The earliest surviving remains date from the first half of the twelfth century. It seems that parts of the church were built to satisfy the immediate requirements of the monastery, but that the western part, for the use of the laity, was not finished. The nave was completed in the thirteenth century, although without the intended aisles. Unusually the church lacks a west doorway, possibly because the slope of the ground becomes steeper. The square-ended sanctuary was built over a vaulted crypt, possibly a repository for relics of St Dogmael. About the middle of the thirteenth century, the cloister was enlarged northwards; the cloister arcades were rebuilt in stone about the same time. The domestic quarters were extensively rebuilt at the end of the thirteenth or beginning of the fourteenth century. A new infirmary was built, followed by a chapter house. In the fourteenth or fifteenth century, much of the west range was altered to provide improved accommodation for the abbot. A new wing was added for the abbot's guests. The last alteration to the church was the rebuilding of the north transept, with its elaborate fan vaulted roof. This happened in the early sixteenth century, not long before the suppression of the monastery. The lavish design indicates it may have been an individually distinct chapel, possibly built as a memorial to the founder's family, the lords of Cemais.
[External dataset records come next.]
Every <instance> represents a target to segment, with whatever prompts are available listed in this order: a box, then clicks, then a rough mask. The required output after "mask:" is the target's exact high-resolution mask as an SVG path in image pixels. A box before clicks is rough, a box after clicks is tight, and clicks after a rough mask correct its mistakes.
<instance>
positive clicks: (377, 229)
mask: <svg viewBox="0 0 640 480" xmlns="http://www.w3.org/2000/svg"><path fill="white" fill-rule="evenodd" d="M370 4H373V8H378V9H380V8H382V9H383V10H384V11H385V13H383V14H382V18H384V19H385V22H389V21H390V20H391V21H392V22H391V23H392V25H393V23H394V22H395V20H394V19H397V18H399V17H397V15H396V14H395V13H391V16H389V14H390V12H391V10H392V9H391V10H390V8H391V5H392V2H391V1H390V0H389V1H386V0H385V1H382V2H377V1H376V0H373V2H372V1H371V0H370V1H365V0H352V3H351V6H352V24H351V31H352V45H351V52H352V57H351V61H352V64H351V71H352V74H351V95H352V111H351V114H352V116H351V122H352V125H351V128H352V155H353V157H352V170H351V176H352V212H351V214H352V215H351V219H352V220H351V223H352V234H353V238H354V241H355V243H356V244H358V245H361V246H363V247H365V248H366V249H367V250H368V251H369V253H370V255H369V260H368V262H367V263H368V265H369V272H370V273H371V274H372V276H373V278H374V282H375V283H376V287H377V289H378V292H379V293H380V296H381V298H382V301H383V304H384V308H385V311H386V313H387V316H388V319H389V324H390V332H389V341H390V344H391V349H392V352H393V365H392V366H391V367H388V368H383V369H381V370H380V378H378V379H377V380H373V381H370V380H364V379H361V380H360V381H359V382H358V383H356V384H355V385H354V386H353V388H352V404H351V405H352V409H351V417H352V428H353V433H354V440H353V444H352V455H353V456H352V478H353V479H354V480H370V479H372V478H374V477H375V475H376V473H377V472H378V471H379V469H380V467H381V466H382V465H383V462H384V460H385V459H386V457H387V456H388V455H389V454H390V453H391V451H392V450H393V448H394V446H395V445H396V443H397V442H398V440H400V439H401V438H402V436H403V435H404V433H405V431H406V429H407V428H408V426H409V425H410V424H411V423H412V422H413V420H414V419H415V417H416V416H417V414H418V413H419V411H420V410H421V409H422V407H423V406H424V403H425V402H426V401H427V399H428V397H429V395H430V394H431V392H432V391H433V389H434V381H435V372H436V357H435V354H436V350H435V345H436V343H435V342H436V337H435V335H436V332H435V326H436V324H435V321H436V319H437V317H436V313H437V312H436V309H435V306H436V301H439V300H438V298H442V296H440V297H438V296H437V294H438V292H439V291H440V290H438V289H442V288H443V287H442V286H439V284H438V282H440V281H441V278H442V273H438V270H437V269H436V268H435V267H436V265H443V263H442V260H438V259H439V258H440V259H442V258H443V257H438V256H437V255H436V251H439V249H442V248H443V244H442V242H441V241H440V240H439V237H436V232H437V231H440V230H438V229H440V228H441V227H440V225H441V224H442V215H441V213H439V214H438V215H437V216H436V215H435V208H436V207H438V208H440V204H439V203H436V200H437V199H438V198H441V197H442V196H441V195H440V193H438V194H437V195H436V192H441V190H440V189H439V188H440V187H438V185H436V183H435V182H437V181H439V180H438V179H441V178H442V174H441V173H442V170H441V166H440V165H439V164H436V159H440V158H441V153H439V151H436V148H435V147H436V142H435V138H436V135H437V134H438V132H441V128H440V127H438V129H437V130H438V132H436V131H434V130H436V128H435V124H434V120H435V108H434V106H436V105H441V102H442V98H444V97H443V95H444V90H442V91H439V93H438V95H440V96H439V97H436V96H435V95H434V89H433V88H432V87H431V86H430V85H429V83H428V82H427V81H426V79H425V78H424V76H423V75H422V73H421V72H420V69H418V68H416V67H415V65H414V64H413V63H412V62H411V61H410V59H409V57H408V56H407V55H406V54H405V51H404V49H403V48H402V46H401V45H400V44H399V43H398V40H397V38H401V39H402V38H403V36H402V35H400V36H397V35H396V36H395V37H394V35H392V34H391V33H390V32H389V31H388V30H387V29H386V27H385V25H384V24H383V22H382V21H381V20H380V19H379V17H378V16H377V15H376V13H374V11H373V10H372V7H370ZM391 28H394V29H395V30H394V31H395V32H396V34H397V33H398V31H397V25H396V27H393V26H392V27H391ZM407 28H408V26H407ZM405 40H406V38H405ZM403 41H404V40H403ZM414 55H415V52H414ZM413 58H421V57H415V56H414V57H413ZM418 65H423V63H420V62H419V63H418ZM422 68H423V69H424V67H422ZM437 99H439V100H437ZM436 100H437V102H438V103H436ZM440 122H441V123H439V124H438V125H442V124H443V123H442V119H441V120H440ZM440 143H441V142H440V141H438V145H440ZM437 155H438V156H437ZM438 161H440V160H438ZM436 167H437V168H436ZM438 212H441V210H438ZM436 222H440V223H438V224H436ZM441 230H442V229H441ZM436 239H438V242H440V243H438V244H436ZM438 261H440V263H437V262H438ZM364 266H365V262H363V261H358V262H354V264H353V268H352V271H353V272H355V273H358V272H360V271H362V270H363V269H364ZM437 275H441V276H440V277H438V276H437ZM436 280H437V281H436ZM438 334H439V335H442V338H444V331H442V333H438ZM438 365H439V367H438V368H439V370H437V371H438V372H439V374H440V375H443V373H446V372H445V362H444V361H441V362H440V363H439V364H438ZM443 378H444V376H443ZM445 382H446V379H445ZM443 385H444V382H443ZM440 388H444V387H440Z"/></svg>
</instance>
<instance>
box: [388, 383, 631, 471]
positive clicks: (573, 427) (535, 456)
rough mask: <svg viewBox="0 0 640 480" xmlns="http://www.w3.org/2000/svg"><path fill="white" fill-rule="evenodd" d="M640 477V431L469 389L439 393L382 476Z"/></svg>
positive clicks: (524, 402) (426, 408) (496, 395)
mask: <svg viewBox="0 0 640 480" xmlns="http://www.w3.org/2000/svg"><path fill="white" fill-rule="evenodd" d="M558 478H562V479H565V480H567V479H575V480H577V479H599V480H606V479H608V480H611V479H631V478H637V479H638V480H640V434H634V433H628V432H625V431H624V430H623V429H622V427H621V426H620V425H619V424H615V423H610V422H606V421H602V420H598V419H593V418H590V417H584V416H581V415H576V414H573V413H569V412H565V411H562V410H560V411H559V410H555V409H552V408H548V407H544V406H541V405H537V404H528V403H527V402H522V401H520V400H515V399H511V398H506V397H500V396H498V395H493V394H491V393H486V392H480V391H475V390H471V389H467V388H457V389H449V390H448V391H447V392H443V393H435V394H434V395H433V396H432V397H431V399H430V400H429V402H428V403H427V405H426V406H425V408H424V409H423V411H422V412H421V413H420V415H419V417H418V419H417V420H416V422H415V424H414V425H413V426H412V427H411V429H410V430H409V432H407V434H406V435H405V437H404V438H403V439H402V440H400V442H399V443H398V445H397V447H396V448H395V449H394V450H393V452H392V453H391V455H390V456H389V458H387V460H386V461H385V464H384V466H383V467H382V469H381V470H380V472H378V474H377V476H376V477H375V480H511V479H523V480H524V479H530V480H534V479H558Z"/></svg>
Substantial parts of the church survive, including the western end wall, the north wall and northern transept. The crypt, beneath the former eastern two bays of the presbytery, is preserved to the springing of the vault. Fifteenth century floor tiles remain in large areas of the nave. The abbey is Grade I listed.

Fragments of carved stonework have been collected in the infirmary, and several of the incised stones which were formerly in the parish church have been gathered against the south wall.